EU opens Madrid, Barca investigation

The European Commission have today confirmed that Real Madrid, Barcelona and five other Spanish clubs are under investigation for illegal state aid.

Spain’s foreign minister Jose Manuel Garcia-Margallo revealed on Monday evening the impending proceedings and today the EC’s Competition Commissioner Joaquin Almunia has confirmed further points.

Commenting that clubs cannot ‘live at the expense of the taxpayer’, Almunia is heading a probe into whether or not Barca, Madrid, Valencia, Elche, Hercules, Athletic Bilbao and Osasuna have benefited from illegal state aid.

It is confirmed that Barca, Madrid, Athletic and Osasuna’s ‘possible tax privileges’ are being looked at, as they are not registered corporations like the 16 other teams in the Primera Division.
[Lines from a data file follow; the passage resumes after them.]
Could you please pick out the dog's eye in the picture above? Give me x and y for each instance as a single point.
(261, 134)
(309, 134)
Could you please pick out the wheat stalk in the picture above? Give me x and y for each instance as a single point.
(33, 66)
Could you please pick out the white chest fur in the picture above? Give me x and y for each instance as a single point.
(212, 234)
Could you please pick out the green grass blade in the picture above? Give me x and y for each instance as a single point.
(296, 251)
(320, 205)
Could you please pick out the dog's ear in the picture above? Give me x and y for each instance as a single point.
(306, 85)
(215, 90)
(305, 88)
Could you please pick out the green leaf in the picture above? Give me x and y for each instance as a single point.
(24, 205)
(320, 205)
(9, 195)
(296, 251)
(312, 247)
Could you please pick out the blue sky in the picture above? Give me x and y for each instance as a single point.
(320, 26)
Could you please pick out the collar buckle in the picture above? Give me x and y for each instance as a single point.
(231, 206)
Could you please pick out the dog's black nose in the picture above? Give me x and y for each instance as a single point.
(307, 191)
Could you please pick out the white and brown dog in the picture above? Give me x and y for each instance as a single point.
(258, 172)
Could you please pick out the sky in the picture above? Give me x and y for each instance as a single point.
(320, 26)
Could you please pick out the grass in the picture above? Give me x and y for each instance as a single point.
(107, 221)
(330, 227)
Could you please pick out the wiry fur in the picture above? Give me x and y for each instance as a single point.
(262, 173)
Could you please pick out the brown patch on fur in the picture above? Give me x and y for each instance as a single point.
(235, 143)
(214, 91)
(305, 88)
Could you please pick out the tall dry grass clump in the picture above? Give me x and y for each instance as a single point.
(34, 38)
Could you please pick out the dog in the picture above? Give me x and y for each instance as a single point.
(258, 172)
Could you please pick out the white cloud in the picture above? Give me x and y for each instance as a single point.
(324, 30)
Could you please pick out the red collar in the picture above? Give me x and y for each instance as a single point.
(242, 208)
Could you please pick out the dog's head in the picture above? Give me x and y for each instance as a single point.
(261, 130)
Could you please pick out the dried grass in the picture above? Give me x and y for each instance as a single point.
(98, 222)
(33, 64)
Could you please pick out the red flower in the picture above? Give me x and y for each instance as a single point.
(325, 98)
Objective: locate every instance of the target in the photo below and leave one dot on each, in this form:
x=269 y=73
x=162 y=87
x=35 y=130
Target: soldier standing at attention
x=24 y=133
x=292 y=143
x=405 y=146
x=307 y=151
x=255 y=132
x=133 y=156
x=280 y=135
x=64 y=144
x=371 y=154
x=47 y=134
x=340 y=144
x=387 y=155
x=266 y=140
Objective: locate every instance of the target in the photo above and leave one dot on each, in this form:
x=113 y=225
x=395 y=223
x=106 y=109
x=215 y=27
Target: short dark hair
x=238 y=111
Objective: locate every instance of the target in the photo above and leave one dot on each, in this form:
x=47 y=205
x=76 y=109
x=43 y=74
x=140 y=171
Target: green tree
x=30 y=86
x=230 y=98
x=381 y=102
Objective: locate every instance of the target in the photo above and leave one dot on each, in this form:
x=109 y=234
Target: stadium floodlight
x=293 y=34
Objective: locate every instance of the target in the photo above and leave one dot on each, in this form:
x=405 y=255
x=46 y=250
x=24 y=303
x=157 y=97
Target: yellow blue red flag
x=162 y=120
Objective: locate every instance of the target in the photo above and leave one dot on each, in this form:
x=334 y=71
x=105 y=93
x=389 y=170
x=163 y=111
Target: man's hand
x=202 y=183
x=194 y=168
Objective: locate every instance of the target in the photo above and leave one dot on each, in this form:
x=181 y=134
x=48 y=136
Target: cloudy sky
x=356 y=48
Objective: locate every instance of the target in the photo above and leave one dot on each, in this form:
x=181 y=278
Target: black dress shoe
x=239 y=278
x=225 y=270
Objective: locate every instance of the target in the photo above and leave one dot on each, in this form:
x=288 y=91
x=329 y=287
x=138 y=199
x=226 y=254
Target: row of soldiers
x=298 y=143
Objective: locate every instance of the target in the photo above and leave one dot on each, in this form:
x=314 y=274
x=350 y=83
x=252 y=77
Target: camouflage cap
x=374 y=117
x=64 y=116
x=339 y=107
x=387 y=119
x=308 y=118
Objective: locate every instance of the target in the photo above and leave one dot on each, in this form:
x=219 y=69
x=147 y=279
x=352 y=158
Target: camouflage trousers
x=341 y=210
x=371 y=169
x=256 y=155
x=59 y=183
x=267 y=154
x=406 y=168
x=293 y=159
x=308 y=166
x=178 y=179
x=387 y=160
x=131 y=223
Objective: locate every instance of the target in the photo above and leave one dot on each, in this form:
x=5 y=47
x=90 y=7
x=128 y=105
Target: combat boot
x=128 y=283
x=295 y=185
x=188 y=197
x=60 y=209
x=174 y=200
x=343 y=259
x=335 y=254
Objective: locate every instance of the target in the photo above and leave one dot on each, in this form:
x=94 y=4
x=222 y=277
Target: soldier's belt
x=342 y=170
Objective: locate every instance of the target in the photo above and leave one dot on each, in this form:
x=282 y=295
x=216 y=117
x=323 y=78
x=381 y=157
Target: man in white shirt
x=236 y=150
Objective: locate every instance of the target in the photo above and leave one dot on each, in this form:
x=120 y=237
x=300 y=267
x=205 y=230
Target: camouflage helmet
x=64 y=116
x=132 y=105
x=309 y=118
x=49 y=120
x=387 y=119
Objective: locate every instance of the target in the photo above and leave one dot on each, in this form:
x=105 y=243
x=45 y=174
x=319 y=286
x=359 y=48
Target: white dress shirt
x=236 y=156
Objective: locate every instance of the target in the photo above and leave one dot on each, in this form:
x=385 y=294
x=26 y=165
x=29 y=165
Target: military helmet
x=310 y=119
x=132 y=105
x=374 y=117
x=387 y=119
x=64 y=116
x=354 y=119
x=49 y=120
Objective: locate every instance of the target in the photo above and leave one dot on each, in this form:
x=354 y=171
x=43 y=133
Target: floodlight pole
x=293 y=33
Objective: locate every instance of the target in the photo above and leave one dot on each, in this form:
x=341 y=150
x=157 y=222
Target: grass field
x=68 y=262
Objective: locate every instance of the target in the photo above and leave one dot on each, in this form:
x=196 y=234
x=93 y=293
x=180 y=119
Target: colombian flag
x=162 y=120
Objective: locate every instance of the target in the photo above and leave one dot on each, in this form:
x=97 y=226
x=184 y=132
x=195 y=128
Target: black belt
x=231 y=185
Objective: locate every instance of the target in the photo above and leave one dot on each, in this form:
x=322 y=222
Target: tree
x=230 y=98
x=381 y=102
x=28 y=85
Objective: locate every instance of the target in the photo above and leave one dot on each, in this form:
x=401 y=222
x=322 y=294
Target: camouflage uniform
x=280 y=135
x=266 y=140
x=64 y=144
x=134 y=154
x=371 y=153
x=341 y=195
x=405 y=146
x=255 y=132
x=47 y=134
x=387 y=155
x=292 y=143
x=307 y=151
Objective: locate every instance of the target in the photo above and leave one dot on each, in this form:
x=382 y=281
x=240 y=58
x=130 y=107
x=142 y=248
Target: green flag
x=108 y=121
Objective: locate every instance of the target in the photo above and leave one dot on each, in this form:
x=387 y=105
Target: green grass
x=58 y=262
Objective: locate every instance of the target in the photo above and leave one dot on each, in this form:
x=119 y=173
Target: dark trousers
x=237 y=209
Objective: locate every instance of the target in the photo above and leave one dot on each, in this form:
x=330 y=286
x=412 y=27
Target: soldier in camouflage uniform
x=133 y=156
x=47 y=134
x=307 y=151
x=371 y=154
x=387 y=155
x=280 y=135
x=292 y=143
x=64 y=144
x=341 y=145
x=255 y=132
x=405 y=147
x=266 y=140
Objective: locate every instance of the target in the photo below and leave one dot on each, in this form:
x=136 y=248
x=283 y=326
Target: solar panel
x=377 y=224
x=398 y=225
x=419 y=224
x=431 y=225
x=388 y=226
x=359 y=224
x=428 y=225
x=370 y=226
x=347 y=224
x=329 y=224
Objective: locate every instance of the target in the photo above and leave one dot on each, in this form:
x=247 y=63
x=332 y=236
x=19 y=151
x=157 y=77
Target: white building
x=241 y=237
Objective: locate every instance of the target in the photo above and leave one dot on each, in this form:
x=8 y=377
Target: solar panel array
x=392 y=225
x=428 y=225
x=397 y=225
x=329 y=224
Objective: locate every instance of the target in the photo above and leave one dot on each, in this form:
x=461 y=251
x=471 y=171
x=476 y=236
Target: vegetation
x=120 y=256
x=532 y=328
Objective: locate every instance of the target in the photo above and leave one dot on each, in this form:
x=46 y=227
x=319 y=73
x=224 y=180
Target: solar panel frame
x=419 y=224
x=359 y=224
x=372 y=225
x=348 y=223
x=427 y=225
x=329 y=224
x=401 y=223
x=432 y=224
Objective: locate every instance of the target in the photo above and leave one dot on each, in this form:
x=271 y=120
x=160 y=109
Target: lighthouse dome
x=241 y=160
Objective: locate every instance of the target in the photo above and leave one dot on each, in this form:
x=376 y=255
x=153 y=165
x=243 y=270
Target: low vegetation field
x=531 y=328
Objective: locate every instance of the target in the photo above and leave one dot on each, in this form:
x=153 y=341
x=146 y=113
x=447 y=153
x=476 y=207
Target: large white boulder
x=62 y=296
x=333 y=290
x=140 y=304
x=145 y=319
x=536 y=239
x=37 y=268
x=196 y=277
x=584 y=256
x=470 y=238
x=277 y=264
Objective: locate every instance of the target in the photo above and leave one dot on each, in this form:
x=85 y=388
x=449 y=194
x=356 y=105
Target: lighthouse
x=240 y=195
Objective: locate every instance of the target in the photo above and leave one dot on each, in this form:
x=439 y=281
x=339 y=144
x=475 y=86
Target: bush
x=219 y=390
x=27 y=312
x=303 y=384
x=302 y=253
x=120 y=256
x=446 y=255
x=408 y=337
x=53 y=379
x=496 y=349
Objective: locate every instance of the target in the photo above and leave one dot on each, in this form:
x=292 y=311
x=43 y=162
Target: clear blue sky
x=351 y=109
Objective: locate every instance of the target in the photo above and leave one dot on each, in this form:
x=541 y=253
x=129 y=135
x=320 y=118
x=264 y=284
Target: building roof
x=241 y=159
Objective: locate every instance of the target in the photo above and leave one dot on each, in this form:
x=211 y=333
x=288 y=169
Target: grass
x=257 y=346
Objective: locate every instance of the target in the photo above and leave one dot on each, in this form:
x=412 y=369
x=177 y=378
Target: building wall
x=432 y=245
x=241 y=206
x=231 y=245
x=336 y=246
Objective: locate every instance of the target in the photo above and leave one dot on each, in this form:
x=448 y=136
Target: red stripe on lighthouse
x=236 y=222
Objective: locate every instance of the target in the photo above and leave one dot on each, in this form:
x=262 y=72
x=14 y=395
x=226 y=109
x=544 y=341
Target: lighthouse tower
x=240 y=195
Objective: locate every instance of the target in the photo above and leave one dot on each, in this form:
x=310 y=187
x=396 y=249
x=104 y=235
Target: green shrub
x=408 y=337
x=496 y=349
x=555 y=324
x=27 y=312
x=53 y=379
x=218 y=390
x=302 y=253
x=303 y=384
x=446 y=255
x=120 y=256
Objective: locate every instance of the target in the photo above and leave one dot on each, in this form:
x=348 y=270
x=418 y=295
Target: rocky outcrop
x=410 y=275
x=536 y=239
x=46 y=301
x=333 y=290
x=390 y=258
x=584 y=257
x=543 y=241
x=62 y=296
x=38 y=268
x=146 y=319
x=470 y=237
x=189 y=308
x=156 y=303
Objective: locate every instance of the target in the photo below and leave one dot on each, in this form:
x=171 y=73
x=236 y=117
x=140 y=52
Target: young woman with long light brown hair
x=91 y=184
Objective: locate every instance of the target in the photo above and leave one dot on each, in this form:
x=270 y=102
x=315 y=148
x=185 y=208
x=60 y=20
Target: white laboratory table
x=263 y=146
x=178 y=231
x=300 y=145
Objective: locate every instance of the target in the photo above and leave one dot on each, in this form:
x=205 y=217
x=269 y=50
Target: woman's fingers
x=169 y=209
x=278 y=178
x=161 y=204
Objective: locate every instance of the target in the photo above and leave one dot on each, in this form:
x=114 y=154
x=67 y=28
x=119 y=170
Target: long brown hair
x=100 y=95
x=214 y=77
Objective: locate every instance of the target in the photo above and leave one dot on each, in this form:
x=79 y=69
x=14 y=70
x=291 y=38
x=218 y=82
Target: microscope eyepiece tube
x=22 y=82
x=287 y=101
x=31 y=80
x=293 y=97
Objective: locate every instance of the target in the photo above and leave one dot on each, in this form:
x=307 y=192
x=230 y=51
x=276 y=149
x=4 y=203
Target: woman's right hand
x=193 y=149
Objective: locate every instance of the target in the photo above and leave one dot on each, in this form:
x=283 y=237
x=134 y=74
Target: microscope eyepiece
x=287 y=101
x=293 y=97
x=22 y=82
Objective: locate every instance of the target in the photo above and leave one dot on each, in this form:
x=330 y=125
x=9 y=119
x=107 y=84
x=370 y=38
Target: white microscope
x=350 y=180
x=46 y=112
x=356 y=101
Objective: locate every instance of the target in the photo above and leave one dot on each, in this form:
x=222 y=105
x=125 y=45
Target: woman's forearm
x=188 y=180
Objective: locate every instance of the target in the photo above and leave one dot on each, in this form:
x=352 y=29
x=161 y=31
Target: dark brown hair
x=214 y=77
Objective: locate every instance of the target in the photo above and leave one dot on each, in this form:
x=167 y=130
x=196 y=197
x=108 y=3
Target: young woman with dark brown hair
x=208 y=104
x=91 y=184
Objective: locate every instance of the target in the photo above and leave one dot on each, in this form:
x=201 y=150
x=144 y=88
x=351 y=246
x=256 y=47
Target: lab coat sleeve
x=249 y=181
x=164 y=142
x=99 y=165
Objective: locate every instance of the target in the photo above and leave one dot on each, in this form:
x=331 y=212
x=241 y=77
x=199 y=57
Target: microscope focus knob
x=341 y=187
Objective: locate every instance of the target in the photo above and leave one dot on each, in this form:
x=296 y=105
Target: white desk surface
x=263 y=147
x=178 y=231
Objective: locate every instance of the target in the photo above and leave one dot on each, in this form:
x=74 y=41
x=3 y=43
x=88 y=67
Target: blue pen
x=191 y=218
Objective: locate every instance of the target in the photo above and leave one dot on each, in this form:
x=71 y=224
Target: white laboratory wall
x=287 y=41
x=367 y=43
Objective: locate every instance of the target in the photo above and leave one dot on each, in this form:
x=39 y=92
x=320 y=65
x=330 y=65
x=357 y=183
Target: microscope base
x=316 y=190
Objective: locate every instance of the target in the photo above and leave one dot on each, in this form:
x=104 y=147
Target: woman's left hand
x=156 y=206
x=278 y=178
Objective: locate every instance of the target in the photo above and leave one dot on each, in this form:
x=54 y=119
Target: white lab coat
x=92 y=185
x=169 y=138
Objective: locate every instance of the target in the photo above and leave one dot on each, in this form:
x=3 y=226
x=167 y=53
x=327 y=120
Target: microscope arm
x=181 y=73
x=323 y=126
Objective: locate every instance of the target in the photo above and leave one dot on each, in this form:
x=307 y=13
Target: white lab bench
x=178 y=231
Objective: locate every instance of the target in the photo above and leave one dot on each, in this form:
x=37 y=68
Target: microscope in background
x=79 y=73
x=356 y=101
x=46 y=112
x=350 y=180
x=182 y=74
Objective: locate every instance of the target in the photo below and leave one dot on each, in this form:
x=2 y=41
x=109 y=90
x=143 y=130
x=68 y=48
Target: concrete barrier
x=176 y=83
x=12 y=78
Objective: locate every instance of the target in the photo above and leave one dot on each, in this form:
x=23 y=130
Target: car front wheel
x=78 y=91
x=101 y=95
Instead categorised as ‘non-profit entities’, they have faced tax rates at 25 per cent rather than the 30 per cent rate clubs with SAD status pay. No figures were released in today’s report on the sums this quartet is believed to have saved as a result.

Meanwhile, the EC also report that Elche, Valencia and Hercules are being assessed for seeing the Valencian government guaranteeing bank loans totalling €118m, taken out between 2009 and 2013, ‘at a time when these teams were in financial difficulties’.

“These were financed through state resources and give an advantage to certain clubs in economic activities within the market of the EU,” continued today’s report released.

Madrid are also facing scrutiny for the purchase of land that their training facilities are constructed on.

“Real Madrid seems to have benefited from a very advantageous land swap with the city of Madrid, which was based on a new appraisal of land valued at €22.7m instead of its previous value of €595,000 in 1998.”

The Commission’s report today concluded: “The Commission has concerns that these measures provided significant advantages to the beneficiary clubs to the detriment of the clubs which have to operate without such support.”

However, the Commission does not list an investigation into the role of public funding for the construction of Athletic Bilbao’s new San Mames, as Garcia-Margallo had originally reported.